Court Opinion

ID: 573449
Source: CourtListenerOpinion
Date Created: 2011-08-23 10:14:40+00
Date Added: 2024-06-11T09:33:40.033129
License: Public Domain

951 F.2d 352
57 Fair Empl. Prac. Cas. (BNA) 1224, 71 Ed. LawRep. 674
NOTICE: Seventh Circuit Rule 53(b)(2) states unpublished orders shall not be cited or used as precedent except to support a claim of res judicata, collateral estoppel or law of the case in any federal court within the circuit.Vivian FAULKNER-KING, Plaintiff-Appellant,v.BOARD OF TRUSTEES OF THE UNIVERSITY OF ILLINOIS, Defendant-Appellee.
No. 91-1578.
United States Court of Appeals, Seventh Circuit.
Argued Dec. 18, 1991.Decided Jan. 8, 1992.

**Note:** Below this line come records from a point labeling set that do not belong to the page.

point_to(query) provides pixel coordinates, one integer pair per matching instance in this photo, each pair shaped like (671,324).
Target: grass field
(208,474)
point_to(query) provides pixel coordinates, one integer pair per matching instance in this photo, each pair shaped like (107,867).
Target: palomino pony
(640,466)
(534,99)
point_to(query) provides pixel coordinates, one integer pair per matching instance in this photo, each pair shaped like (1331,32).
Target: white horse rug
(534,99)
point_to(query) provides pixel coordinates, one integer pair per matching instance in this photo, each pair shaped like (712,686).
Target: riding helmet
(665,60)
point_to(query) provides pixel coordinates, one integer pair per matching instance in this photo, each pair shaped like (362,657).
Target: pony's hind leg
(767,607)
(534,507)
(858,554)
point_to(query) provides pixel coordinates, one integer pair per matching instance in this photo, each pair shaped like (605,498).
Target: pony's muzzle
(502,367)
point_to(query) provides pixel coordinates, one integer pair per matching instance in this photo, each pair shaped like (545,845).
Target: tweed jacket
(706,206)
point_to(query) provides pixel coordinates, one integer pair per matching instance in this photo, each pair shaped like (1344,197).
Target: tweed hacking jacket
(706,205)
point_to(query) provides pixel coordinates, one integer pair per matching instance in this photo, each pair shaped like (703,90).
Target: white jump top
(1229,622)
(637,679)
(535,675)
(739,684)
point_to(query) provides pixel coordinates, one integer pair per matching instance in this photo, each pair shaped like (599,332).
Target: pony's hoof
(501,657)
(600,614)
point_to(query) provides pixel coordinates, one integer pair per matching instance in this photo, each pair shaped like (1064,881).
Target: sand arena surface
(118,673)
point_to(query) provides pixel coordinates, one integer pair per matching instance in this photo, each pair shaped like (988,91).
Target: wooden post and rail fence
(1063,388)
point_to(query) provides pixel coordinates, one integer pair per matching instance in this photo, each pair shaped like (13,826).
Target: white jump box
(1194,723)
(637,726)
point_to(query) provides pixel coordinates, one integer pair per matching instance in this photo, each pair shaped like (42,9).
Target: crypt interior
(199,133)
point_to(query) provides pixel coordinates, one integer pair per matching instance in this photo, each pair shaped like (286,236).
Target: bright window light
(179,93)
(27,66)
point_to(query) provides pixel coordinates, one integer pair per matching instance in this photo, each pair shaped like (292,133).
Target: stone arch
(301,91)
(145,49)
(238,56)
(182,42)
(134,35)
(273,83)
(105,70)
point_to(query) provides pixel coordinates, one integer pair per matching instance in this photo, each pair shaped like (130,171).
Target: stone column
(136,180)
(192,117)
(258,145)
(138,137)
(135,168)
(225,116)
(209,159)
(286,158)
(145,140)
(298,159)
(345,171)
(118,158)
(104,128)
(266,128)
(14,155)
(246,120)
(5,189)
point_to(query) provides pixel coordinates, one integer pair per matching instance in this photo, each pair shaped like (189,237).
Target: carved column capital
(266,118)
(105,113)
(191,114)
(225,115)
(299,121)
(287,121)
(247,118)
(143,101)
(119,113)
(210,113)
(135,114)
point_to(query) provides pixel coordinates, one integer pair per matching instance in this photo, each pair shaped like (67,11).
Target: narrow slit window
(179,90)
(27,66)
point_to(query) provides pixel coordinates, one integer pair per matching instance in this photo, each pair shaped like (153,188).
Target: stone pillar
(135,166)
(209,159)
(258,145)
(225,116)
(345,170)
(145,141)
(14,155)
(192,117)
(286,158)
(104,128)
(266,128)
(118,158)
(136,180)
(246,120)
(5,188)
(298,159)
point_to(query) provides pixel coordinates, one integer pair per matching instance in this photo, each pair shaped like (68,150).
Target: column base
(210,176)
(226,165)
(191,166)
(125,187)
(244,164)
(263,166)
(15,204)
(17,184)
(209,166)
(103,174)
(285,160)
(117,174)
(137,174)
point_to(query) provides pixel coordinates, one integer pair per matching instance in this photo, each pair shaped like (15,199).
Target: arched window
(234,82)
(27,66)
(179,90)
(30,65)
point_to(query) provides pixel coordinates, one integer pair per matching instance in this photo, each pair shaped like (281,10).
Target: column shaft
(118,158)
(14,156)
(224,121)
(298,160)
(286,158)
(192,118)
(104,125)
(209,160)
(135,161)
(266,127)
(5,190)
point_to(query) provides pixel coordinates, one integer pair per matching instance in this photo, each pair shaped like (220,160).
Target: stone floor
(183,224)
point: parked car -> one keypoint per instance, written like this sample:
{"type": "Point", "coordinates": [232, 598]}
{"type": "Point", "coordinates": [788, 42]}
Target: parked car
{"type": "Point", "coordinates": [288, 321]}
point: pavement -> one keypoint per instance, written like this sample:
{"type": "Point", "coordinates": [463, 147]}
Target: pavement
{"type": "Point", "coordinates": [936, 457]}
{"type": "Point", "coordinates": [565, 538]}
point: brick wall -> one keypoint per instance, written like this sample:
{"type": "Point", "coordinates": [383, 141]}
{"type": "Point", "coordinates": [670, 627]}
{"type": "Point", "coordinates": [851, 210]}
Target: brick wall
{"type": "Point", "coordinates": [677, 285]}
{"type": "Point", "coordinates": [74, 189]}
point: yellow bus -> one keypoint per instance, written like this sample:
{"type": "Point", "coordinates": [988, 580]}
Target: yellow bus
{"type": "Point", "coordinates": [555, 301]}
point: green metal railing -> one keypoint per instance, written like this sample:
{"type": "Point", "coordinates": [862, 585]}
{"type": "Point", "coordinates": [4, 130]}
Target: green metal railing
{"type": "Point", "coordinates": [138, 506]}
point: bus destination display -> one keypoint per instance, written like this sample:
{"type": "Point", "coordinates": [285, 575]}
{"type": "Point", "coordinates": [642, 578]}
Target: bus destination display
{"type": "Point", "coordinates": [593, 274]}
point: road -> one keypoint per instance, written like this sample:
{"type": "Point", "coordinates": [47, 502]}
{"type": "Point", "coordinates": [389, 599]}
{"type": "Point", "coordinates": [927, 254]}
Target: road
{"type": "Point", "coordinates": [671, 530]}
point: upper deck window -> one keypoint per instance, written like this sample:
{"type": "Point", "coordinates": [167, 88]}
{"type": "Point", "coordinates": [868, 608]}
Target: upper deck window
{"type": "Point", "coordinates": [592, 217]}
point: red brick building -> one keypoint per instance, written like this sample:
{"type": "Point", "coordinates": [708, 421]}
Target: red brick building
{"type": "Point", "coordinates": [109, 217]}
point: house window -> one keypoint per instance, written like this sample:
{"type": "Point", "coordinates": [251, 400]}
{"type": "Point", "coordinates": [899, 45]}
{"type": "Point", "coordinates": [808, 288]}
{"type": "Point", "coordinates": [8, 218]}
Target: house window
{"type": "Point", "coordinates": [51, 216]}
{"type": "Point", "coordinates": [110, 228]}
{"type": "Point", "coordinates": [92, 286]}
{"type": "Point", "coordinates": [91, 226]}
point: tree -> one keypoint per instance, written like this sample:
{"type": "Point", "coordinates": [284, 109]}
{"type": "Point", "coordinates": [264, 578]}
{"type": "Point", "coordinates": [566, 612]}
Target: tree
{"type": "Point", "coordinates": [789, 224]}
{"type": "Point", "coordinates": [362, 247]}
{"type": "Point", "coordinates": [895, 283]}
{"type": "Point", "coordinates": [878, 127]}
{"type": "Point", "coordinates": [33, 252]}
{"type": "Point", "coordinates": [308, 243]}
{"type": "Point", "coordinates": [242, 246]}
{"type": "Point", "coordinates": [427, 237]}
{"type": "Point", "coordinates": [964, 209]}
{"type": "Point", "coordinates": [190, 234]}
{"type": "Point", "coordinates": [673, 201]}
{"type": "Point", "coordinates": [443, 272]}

Before COFFEY, EASTERBROOK and KANNE, Circuit Judges.

Order

1
On August 20, 1986, the Board of Trustees of the University of Illinois issued a terminal, one-year contract to Vivian Faulkner-King, then on the faculty of the University's School of Art and Design.   The contract expired on August 20, 1987, despite Faulkner-King's request for reconsideration of the decision.   On January 28, 1988, Faulkner-King filed with the EEOC a charge that the University discriminated against her on account of sex.   The district court granted summary judgment to the University in this suit under Title VII, holding that Faulkner-King's charge fell outside the 300 days allowed by 42 U.S.C. § 2000e-5(e).  (Illinois is a deferral state, so 300 days is the appropriate period.)

2
The district court relied on  Delaware State College v. Ricks, 449 U.S. 250 (1980), for the proposition that the time starts when the terminal contract is awarded rather than when employment under the contract ceases.  Ricks expressly holds that the claim accrues for purposes of Title VII when a university's governing board formally denies tenure and issues a terminal contract.   Faulkner-King argues that her case is different because after the Trustees issued the contract a faculty committee asked the Vice-Chancellor to reexamine the subject, and he declined.   The date of the effective conclusion of the process is consequently obscure, she submits.   Yet Ricks itself considered and rejected the possibility that a claim does not accrue until internal administrative processes have been exhausted. 449 U.S. at 260-61.   The Court remarked:  "entertaining a grievance complaining of the tenure decision does not suggest that the earlier decision was in any respect tentative."   Id. at 261.   Just so here.   There was nothing tentative about the one-year terminal contract.   The decision could have been reconsidered, but it was a decision nonetheless.

3
Faulkner-King's contention that she is contesting the validity of the termination in 1987 and not the decision in 1986 does not help her.   Whatever ambiguity there may be in Ricks. there is none in  Chardon v. Fernandez, 454 U.S. 6 (1981), which curtly rejected such an attempt to recharacterize the object of the challenge.   See also  Lorance v. AT & T Technologies, Inc., 490 U.S. 900 (1989).

4
Although Faulkner-King contends that the time to bring suit should be tolled during the process of reconsideration, this is just another angle on the "continuing violation" approach that both Ricks and Chardon explicitly reject.   We discussed tolling and equitable estoppel in  Davidson v. Western Illinois University, 920 F.2d 441 (7th Cir.1990), and  Cada v. Baxter Healthcare Corp., 920 F.2d 446 (7th Cir.1990).   What the University's ombudsman told Faulkner-King in November 1985 (to exhaust internal remedies before turning outside) does not imply that the Trustees' decision in August 1986 was not final, or that the University hid the effect of its decision.   There is no foundation for tolling or estoppel as Davidson and Cada describe those doctrines.